Lesser jacanas range overlaps with that of the African Jacana, and these species often coexist.

== Behaviour ==

=== Diet ===
As the lesser jacana trots across lily pads or climbs grass stems, it is able to forage insects from emergent vegetation. It has been observed to peck insects off surrounding vegetation, to search for insects by lifting submerged stems out of the water with its bill, and to swim for food at the water's surface.

=== Reproduction ===
Lesser jacanas are unique in their mating. All other jacanas in the Jacanidae family display a polyandrous mating strategy. Sex roles are reversed in these other jacana species, as males perform parental care and females breed with multiple species. Females are resultantly slightly larger than males in these other jacanas. Observations of the lesser jacana show that they do not follow this mating strategy. Lesser jacanas practice biparental care where both parents cooperate in caring for their young. Unlike other jacana species where the male takes on the role of incubating the chicks by himself, the male and female of the lesser jacana are both involved in nest-building and incubate the eggs equally. The lesser jacana shows minimal sexual dimorphism as a result. They have been observed to be monogamous. To reproduce, the male mounts the females back and copulation averages 7 seconds – shorter than other jacana species due to lower levels of sperm competition.

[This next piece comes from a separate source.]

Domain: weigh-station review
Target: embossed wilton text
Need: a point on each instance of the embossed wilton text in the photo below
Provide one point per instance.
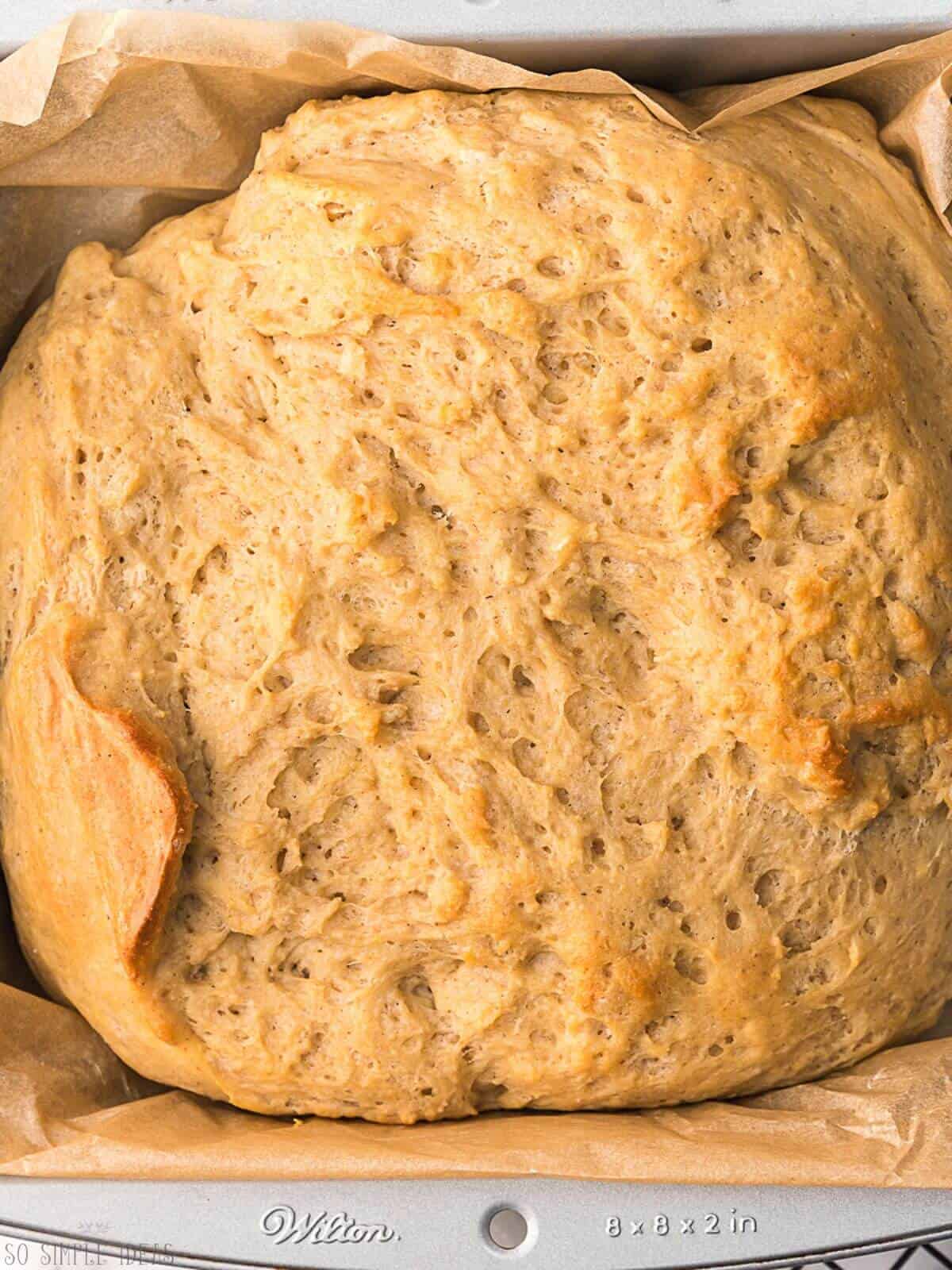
(285, 1226)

The lesser jacana lays two or three tan-colored eggs with black markings in a floating nest. Their eggs are identical in appearance to eggs of the African Jacana, but are smaller. Eggs are incubated for 19–21 days. To incubate, males and females hold their eggs against their breast with the underside of their wing. Once hatched, parents brood their young under their wing. When chicks face an apparent danger, the parent collects its chick and carries it under its wing.

=== Vocalizations ===
Lesser jacanas have been observed to make five distinct vocalizations. The first of these is a distress call that the lesser jacana will produce when its chicks are approached, a chatter that sounds like "hwi hwi hwi …." The most common vocalization is a melodic, low-pitch "woot" produced by both sexes. It has also been observed vocalizing a peeving "see sree shrrr," a soft "tchr tchr tchr," and repeating a "ti" or "hli" sound. If a lesser jacana was observed to call, its mate was seen to make this same call in response or synchronously. Prior to copulation, males have been observed to vocalize a hoot-like call to lure females toward him.